Social media and texting—rapid-fire messaging replete with contractions, acronyms, in-jokes, emojis, typos, and made-up words—are creating evolving vernaculars that are vexing enough for computers to decode, but multilingual users present a vaster problem. How can machines understand "code-switching"—humans' use of multiple languages in single utterances—especially involving sparsely documented languages like Bengali that are casually transliterated into Roman script?
With more than half of Twitter's traffic now involving code-switching or languages other than English, deciphering text is becoming increasingly important for sentiment analysis, speech recognition for services like Siri, and even detecting potential terrorists in our increasingly connected world.

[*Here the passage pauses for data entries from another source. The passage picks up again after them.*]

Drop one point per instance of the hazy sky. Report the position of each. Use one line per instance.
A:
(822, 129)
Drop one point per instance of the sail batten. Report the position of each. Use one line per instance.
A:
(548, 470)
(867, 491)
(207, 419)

Chanda took on the challenge of helping technology decipher code-switching by designing artificial intelligence capable not only of recognizing sequences of characters as words in different languages but of figuring out which language and meaning are intended. He began by compiling lexicons of English, Spanish, and Bengali-especially challenging, as even sequences of just two characters can be transliterated at least seven different ways-and designed rule-based algorithms for assessing which language is most likely. Then, he gathered an extensive corpus of Bengali-English Facebook chats to serve as a training set for machine learning algorithms he developed for considering context to help determine what users mean. He is also making his work publicly available for future research.
"It's an extremely fertile area for getting things wrong," said Chanda, a recipient of the C. Prescott Davis and Prentice C. Hiam scholarships. "Even normal social media is very complex. But code-switching is how language works now. It's a fact of life." Bengali, for example, is the seventh most widely spoken language in the world, used by millions of people who may also speak English and/or Hindi.
Chanda was the youngest presenter at the Empirical Methods in Natural Language Processing (EMNLP) conference last November in Austin, Texas, concerning the branch of computer science dealing with recognizing and processing human language and speech. He was invited to present his research after the Association for Computational Linguistics published two of his papers.
"I had an incredible time and it was an extremely proud moment for me," said the aspiring entrepreneur, who serves as a teaching assistant for data structures in the computer science department. "I got to meet stalwarts and legends whose work I had read and cited, and everyone was surprised to learn that I was an undergraduate."
Chanda, who became intrigued with natural language processing while at home in India, is also interested in algorithm development, logic design, and computer architecture. He has been recognized by his peers for his research, as well. In January, he was a plenary speaker at the National Collegiate Research Conference, an international, multidisciplinary conference for undergraduate students.